Das Projekt ist dabei Teil der so genannten „Army Expeditionary Warrior Experiments“. Diese haben sich zum Ziel gesetzt, neue Technologien möglichst frühzeitig auch in der Praxis zu erproben. Die Drohnen aus dem 3D-Drucker sollen dabei vor allem kleineren Trupps helfen, die unter schwierigen Bedingungen außerhalb eines großen Lagers operieren. „Die Idee ist, dass Soldaten ihre Mission in ein Designsystem eingeben und dieses dann über Nacht ein unbemanntes Flugobjekt kreiert, das die Parameter der Mission erfüllt“, erläutert Dr. Mark Valco, Direktor des „Vehicle Technology Directorate“. Ein erster Prototyp eines solchen Systems wird dabei aktuell entwickelt und soll dann im Feld getestet werden.

In der US Navy werden 3D Drucker bereits genutzt

Die Experten der Armee sind sich dabei aber durchaus bewusst, dass bis zur vollständigen Implementierung ihrer Vision noch einiges an technischem Fortschritt notwendig ist.

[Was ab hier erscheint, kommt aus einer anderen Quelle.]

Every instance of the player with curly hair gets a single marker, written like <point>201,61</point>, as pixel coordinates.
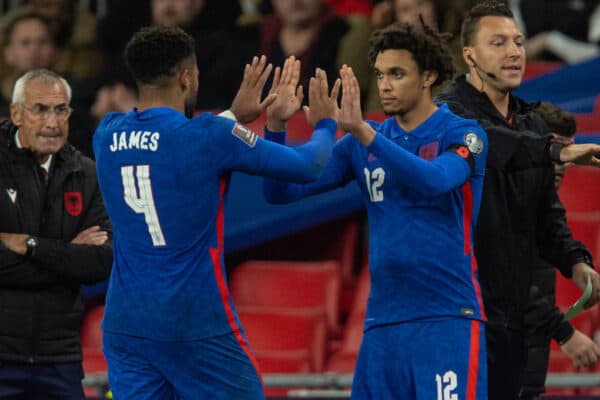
<point>420,173</point>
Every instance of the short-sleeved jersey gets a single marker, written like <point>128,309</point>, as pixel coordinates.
<point>422,190</point>
<point>163,178</point>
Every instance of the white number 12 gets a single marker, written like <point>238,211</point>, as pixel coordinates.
<point>141,200</point>
<point>446,385</point>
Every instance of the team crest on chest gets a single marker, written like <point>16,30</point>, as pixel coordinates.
<point>429,151</point>
<point>73,203</point>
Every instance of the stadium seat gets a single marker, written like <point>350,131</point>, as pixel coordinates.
<point>343,361</point>
<point>579,190</point>
<point>294,285</point>
<point>537,68</point>
<point>91,341</point>
<point>286,340</point>
<point>344,251</point>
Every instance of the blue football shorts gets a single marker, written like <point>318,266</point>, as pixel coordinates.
<point>213,368</point>
<point>442,359</point>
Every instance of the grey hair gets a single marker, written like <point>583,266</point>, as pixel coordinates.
<point>44,76</point>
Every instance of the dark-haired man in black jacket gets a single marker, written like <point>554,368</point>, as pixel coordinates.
<point>54,236</point>
<point>519,213</point>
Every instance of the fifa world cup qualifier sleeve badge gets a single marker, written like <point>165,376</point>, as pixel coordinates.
<point>474,143</point>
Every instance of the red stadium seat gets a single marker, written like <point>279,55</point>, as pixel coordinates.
<point>91,341</point>
<point>538,68</point>
<point>285,339</point>
<point>560,363</point>
<point>344,360</point>
<point>588,123</point>
<point>289,284</point>
<point>579,189</point>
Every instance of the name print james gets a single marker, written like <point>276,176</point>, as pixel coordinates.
<point>139,140</point>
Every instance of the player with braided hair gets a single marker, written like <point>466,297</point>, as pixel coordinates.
<point>420,173</point>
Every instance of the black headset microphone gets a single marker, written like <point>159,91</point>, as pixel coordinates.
<point>489,74</point>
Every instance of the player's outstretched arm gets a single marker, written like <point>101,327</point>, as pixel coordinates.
<point>426,178</point>
<point>289,95</point>
<point>246,105</point>
<point>581,154</point>
<point>351,114</point>
<point>579,277</point>
<point>322,104</point>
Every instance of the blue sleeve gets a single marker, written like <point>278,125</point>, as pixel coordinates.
<point>240,149</point>
<point>430,178</point>
<point>338,172</point>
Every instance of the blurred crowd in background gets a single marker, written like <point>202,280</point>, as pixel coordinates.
<point>83,40</point>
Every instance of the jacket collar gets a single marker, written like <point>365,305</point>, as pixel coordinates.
<point>472,97</point>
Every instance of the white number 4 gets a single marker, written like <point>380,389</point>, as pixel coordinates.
<point>446,385</point>
<point>141,200</point>
<point>374,179</point>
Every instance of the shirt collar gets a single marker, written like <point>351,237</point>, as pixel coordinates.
<point>422,130</point>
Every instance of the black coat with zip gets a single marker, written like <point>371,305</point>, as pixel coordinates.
<point>41,301</point>
<point>520,210</point>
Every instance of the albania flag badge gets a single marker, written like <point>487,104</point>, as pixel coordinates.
<point>73,203</point>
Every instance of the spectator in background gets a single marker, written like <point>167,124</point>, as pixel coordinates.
<point>224,47</point>
<point>542,318</point>
<point>29,44</point>
<point>74,31</point>
<point>54,237</point>
<point>563,30</point>
<point>311,31</point>
<point>446,18</point>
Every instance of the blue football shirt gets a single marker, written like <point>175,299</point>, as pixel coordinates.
<point>422,191</point>
<point>163,178</point>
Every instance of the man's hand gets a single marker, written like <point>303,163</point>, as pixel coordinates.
<point>92,235</point>
<point>579,277</point>
<point>351,115</point>
<point>581,350</point>
<point>581,154</point>
<point>289,95</point>
<point>15,242</point>
<point>246,105</point>
<point>321,103</point>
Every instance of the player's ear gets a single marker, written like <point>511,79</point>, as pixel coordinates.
<point>16,114</point>
<point>429,78</point>
<point>185,79</point>
<point>467,55</point>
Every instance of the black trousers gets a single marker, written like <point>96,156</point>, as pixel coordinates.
<point>59,381</point>
<point>507,355</point>
<point>534,377</point>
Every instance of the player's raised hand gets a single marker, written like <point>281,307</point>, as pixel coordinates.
<point>351,114</point>
<point>92,235</point>
<point>321,103</point>
<point>581,154</point>
<point>246,105</point>
<point>289,94</point>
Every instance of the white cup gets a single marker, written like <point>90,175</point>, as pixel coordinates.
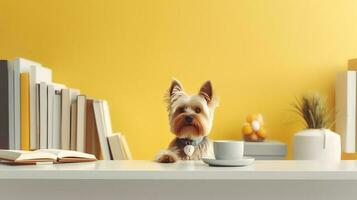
<point>228,149</point>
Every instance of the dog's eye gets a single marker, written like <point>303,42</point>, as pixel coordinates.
<point>181,109</point>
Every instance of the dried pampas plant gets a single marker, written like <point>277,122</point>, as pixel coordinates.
<point>313,109</point>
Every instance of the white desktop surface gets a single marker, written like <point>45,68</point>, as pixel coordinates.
<point>268,180</point>
<point>185,170</point>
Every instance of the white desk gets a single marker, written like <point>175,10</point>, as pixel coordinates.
<point>182,180</point>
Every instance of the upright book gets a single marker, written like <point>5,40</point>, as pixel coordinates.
<point>92,144</point>
<point>37,74</point>
<point>42,111</point>
<point>81,123</point>
<point>53,114</point>
<point>69,96</point>
<point>101,129</point>
<point>5,116</point>
<point>346,109</point>
<point>25,111</point>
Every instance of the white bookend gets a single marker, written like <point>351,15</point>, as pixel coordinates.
<point>126,148</point>
<point>11,107</point>
<point>56,137</point>
<point>43,115</point>
<point>73,139</point>
<point>107,120</point>
<point>52,89</point>
<point>116,147</point>
<point>68,97</point>
<point>37,74</point>
<point>346,109</point>
<point>102,134</point>
<point>81,123</point>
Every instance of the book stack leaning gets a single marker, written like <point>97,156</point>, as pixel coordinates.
<point>39,117</point>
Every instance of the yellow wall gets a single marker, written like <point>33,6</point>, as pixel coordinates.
<point>259,55</point>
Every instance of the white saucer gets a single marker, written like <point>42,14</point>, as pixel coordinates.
<point>229,163</point>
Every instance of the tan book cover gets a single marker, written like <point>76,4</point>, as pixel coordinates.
<point>92,145</point>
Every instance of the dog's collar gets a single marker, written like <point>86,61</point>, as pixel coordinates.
<point>187,141</point>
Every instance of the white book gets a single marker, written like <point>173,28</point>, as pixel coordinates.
<point>42,115</point>
<point>116,147</point>
<point>37,74</point>
<point>44,155</point>
<point>52,89</point>
<point>102,133</point>
<point>107,120</point>
<point>73,137</point>
<point>11,107</point>
<point>68,97</point>
<point>128,155</point>
<point>56,131</point>
<point>81,123</point>
<point>346,109</point>
<point>19,66</point>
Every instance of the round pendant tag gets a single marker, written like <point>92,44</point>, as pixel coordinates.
<point>189,149</point>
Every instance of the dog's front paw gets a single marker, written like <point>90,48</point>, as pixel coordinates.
<point>167,156</point>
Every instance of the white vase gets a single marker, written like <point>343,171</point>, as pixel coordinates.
<point>317,144</point>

So müssen sowohl in der Materialtechnik, als auch beim 3D-Druck selbst noch Fortschritte gemacht werden. Eines der Probleme dabei: Bisher dauert der Druck noch viel zu lange. „Innovation ist der Schlüssel. Wir demonstrieren eine Fähigkeit, aber wir müssen Design Tools, höherklassige Materialien und die Fähigkeit schneller zu drucken, entwickeln“, so Dr. Valco. Die US Navy hingegen bringt 3D-Drucker bereits zum Einsatz und produziert damit Ersatzteile für den Flugzeugträger USS Harry Truman.